Dublin ferve. Novo destino do projeto Amores Expressos, que enviou 16 escritores a diferentes cidades do mundo, a capital irlandesa surge como um caldeirão multicultural na prosa pitoresca do amazonense Daniel Pellizzari. Segundo romance do autor, o recém-lançado “Digam a Satã que o recado foi entendido” (Companhia das Letras) reúne agentes de turismo charlatões, imigrantes desnorteados, terroristas filósofos, adoradores ocultistas e até uma divindade celta em forma de serpente. O clima do livro, ambientado no fim da primeira década de 2000, é de desorientação geral. A cidade se transformou em um laboratório pós-moderno, onde os personagens precisam se reinventar a qualquer custo.

— Quando cheguei em Dublin (em 2007, para o projeto Amores Expressos), era o auge da bolha do Tigre Celta, que agora já estourou — lembra Pellizzari. — Fiquei impressionado com o volume de estrangeiros. Busquei relações com a história da Irlanda, um país que sempre foi muito isolado, e de onde os nativos iam embora. Os dublinenses estavam vivendo uma situação nova: em vez de serem os estrangeiros numa terra estranha, receberem estrangeiros em casa. Isso se relaciona com um tema com que gosto de lidar, que é como pessoas “diferentes” por algum motivo lidam com a maioria, e vice-versa.

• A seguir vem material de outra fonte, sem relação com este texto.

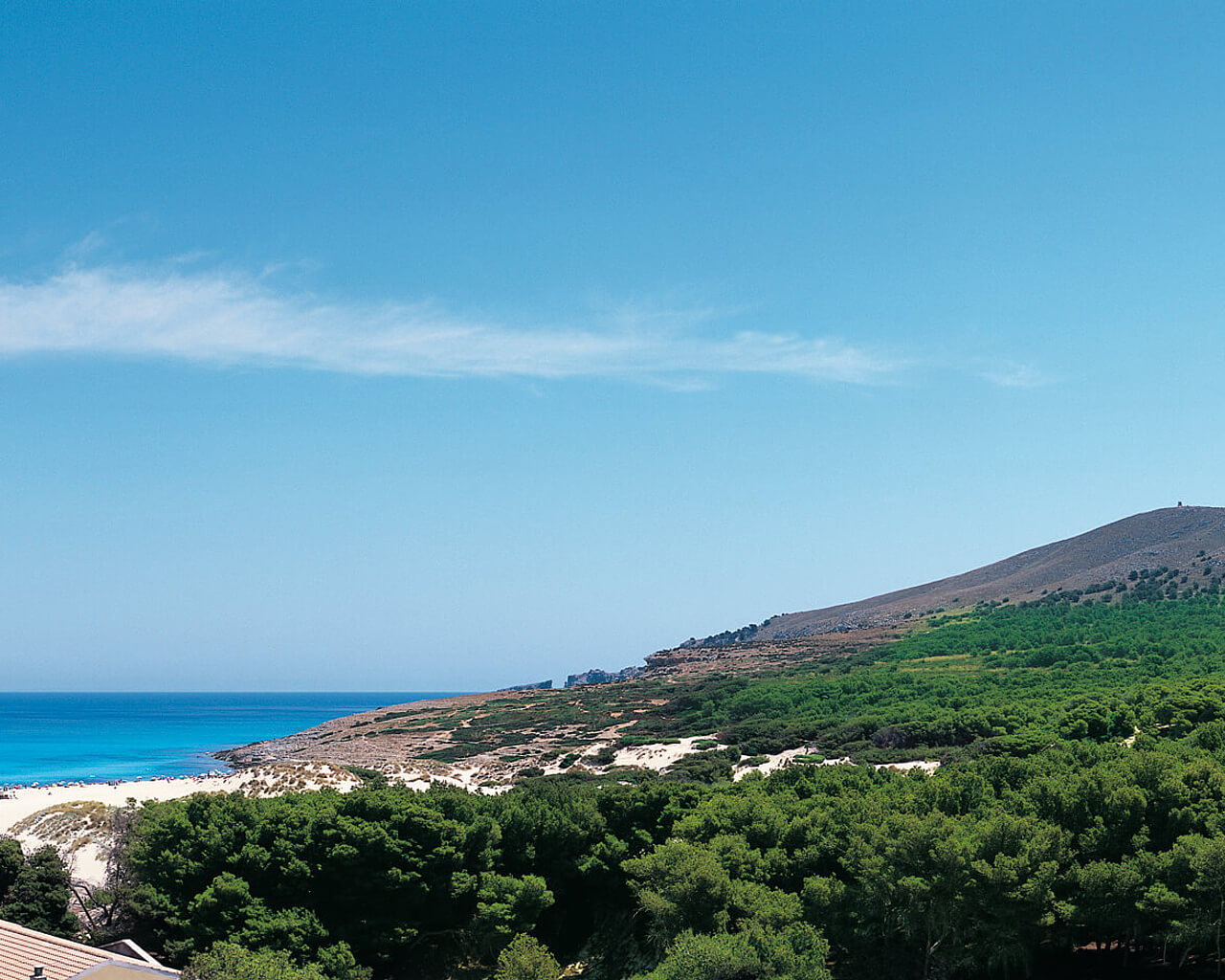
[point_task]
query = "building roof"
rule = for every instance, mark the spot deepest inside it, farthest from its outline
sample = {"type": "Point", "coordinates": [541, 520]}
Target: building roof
{"type": "Point", "coordinates": [22, 949]}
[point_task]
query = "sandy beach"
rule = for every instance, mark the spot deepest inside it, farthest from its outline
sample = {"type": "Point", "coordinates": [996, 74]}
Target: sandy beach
{"type": "Point", "coordinates": [70, 816]}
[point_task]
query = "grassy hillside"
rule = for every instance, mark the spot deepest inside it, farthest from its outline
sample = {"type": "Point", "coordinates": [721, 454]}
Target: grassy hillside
{"type": "Point", "coordinates": [1077, 822]}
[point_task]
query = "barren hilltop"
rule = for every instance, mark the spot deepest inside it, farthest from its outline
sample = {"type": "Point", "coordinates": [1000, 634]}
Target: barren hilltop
{"type": "Point", "coordinates": [1170, 537]}
{"type": "Point", "coordinates": [488, 740]}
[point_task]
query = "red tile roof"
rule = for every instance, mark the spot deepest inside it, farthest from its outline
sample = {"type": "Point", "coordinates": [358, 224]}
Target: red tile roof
{"type": "Point", "coordinates": [22, 949]}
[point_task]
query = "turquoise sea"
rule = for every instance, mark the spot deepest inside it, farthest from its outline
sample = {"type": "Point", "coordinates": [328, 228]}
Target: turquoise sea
{"type": "Point", "coordinates": [48, 738]}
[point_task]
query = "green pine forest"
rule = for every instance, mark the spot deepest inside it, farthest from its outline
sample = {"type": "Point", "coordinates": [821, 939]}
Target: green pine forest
{"type": "Point", "coordinates": [1076, 826]}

Milk-shake e garçonete eslovena

Como em todos os livros do projeto, o protagonista (Magnus Factor) acaba de chegar a um país estrangeiro. Seduzido por um milk-shake perfeito e pelo charme de uma garçonete eslovena, decide ficar por lá e abrir uma agência de passeios por locais “supostamente mal-assombrados” (todos inventados por ele e seus sócios). O leitor, contudo, não sabe quase nada sobre o passado e a vida pré-Dublin de Magnus, já que suas origens são omitidas. Sujeito sem muita ambição ou iniciativa, sempre é absorvido pelos eventos ao seu redor. Ele funciona como uma espécie de página em branco, na qual os demais personagens gravitam. A narrativa polifônica, aliás, é dividida entre protagonistas de diferentes eixos da trama. Entre outros, há Barry, um irlandês xenófobo, amoral e devoto da “empresa maravilhosa Nintendo”; Laura, uma estudante que nos apresenta a um grupo de “anarquistas ontológicos”; e Demetrius Vindaloo, criador de uma teologia que junta deidades celtas com discos voadores.

A multiplicidade de olhares traz diferentes perspectivas sobre um mundo solto e caótico. Instituições sociais e religiosas deram lugar a um grande mercado que lucra com a angústia e a falta de sentido. Desvinculados de qualquer moral, personagens sem rumo tentam se apropriar de referências passadistas ou futuristas para criar uma identidade própria, seja fundando seitas com miscelâneas sincréticas ou aderindo a radicalismos políticos.

— Os personagens se sentem inadequados com uma oferta infinita de identidades — explica Pellizzari. — Como se nem isso fosse capaz de suprir o vazio. Para mim, inadequação é uma palavra-chave do livro. Quase ninguém está feliz na própria pele.

Apesar de referências a extraterrestres e deuses cobra, a fantasia está apenas nos processos mentais dos personagens. Na verdade, “Digam a Satã...” pode ser lido como um romance realista, que aponta em tom de farsa a decadência moral de uma sociedade. Para retratar o núcleo de adoradores ocultistas, Pellizzari baseou-se nas suas vivências juvenis em grupos do gênero. Ele prefere não revelar muito sobre o período (“Fica folclórico e acaba chamando atenção para mim”), mas admite que ainda guarda uma mistura de empatia e perplexidade pelos cultos e seus adeptos.

— Como todo mundo, eu tinha minhas inquietações desde cedo — recorda. — O fascínio inicial era pela forma de explicar o universo através de toda uma ritualização. Uma atração bem estética, no fundo. Mas meu próprio senso precoce de inadequação extrema me aproximou desses grupos e fenômenos mais à margem. O fascínio pelas pessoas veio depois que amadureci, relembrando os personagens todos, o mundo totalmente diferente em que vivem e que para eles tem uma realidade tão sólida.